Minton and Wheaton’s findings offer a tiny bit more support for the notion that employment levels don’t suffer when minimum wages rise. Low-wage workers see these increases as good for their earnings potential, not threats, according to their findings. If they were losing jobs or hours after increases, there should be more workers leaving after rate hikes, not fewer.
But a potentially more disruptive point arising from the paper relates to a technical research problem that has long plagued academics in this work. Minton and Wheaton suggest that these migration patterns may be biasing the findings of a whole lot of studies in the field — a new wrinkle to an already messy problem.
The Design Dilemma
Much of the disagreement about minimum wage rate hikes’ effects boils down to disagreements about research design. There’s simply no easy way to study rate changes in the real world and be sure the effects observed are not due to something else.
Many studies take standard approaches that compare employment, in various ways, in a place that raised minimum wage to the same in a place that did not. However, the approach requires devising creative techniques, such as collecting data about groups similar to the groups under study, to account for a plethora of factors likely to have affected only the treatment group (the place that changed rates) or only the control group. The field’s experts disagree about what techniques are useful.
Minton and Wheaton’s paper suggests that results from many of the above-described minimum wage studies may be biased by workers’ movements following rate hikes.
“Some of the population of interest is leaking between the treatment group and the control group,” right at the time their earnings are under observation, the authors write. Consequently, some individuals who were actually affected by a minimum wage increase may end up being included in the control group (or vice versa) — precisely because their migration patterns changed in response to the minimum wage increase. For example, the average wage in a state that has increased its minimum wage will be dragged down, surprisingly, by the fact that more low-wage workers are choosing to stay in that state than if it had not increased its minimum wage.
Migration for Wages
Minton and Wheaton used data gathered annually in the American Community Survey to analyze wages and migration patterns of hundreds of thousands of minimum wage and near-minimum wage workers in the U.S.
They first compared migration patterns of workers earning $1 or less above minimum wage in states that increased the rate with similarly earning workers in states that didn’t.
They then compared cross-state migration patterns of two sets of workers within a single state: those earning $1 or less above minimum wage and those earning $1 to $6 more. The setup is meant to isolate workers that move mainly because of minimum wage changes, not other local policy changes like school issues or tax credits. Without any wage change, the researchers hypothesized, the moving patterns of these demographically similar populations should be similar. (Some cities mandate higher minimum wages than their state rates. The study did not address wage-related moves within states due to lack of availability of city-level migration data.)
They also compare movements in and out of states that were affected by a mandated federal minimum wage rate hike — aka, states that had to raise their current minimum wages to meet the new federal minimum — to movements in states where rates already met or exceeded the new requirement.

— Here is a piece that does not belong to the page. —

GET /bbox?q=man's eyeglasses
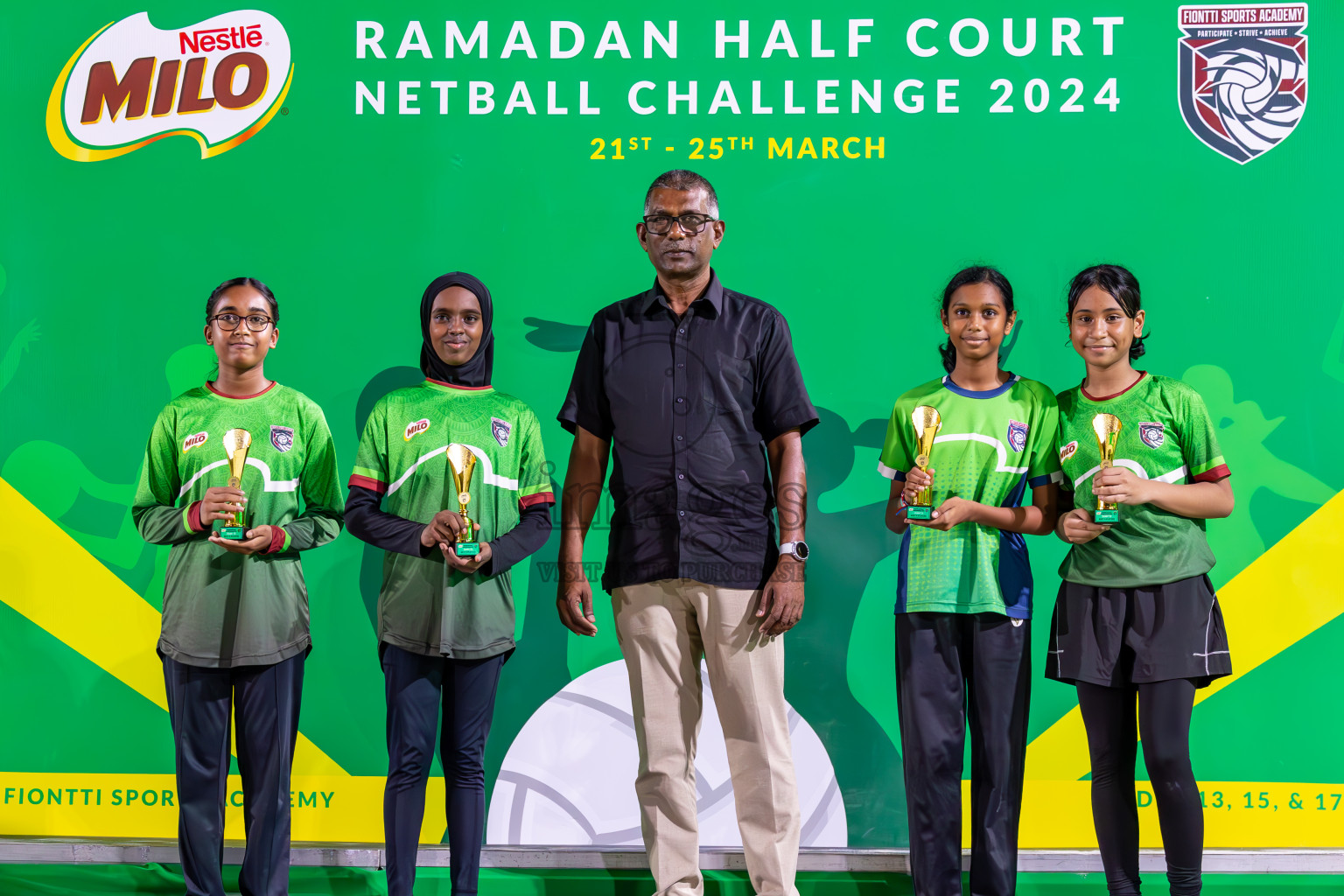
[206,314,271,333]
[644,215,718,236]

This approach also is meant to cull the effects of state-level issues that might influence migration. Local minimum wage changes are sometimes packaged into legislation with other changes that may affect low-wage workers, the authors note. They reasoned that federally induced wage increases were less likely to come with other changes that would affect only their treatment group or only the control populations.

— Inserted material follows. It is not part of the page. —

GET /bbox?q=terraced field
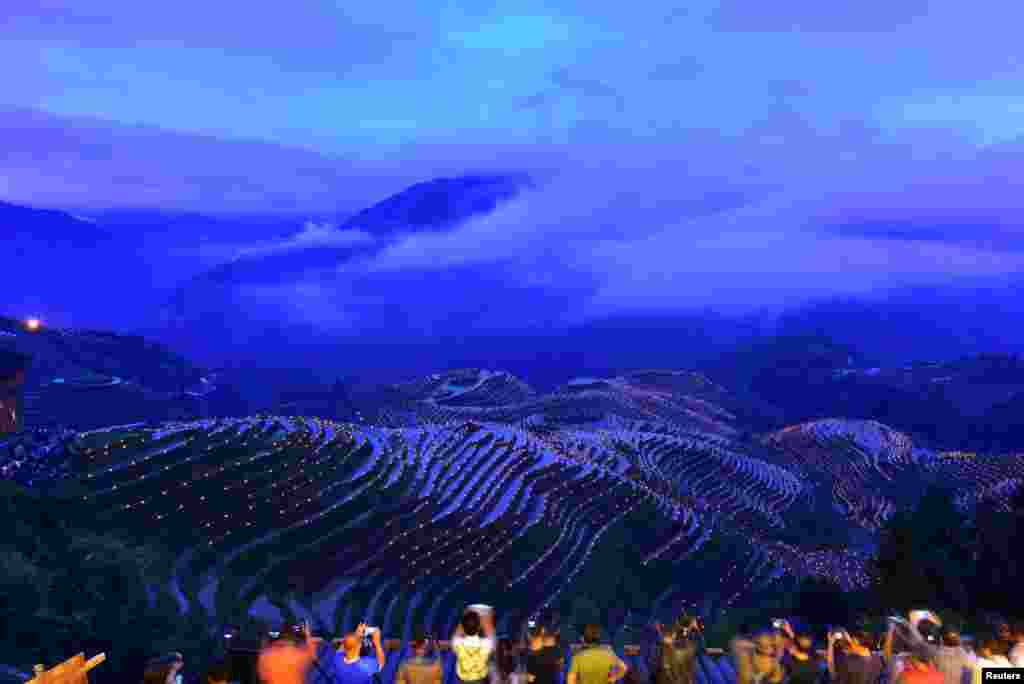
[51,372,1024,636]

All of the analysis shows lower rates of out-migration after minimum wage increases. The rate hike curtails more moves by people who earn $1 or less above minimum wage than those earning $3 more; the group earning $5 more is even less affected. The strongest effects were seen in the federal rate change experiment.

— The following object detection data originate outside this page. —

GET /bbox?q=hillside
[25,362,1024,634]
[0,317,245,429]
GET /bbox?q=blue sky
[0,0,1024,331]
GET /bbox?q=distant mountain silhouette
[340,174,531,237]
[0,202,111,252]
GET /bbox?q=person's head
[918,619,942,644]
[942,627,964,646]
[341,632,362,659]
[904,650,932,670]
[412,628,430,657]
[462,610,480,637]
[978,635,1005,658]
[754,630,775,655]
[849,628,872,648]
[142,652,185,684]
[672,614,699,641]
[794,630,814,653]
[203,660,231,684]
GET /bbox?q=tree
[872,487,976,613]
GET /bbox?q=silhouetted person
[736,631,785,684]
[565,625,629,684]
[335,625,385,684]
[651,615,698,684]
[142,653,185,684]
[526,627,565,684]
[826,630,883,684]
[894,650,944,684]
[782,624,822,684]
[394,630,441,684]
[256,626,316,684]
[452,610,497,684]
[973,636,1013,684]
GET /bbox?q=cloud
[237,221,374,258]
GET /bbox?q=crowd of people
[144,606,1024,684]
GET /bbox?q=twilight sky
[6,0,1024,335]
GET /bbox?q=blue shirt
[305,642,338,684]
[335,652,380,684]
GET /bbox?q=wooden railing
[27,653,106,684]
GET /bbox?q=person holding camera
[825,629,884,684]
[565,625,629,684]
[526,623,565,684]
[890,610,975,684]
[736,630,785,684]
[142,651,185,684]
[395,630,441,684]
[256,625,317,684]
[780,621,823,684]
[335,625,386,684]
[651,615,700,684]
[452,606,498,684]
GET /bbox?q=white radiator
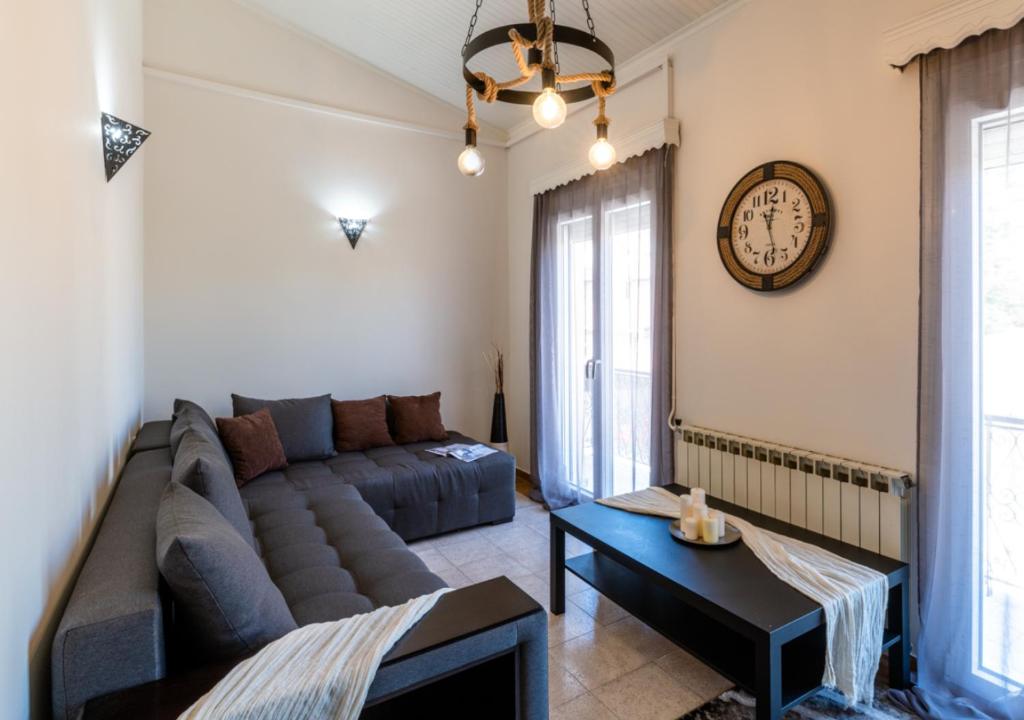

Conversely, all their analysis finds that states that raise minimum wage see little change in numbers of low-skilled workers moving in. While the change inspires some minimum wage workers to stay put, it does not immediately prompt lower-paid outsiders to flock in for the higher rates, the findings suggest. Minton and Wheaton argue this is consistent with the existence of moving costs. Moving to a whole new state in search of a new minimum-wage job is much more costly than forgoing a move and staying put.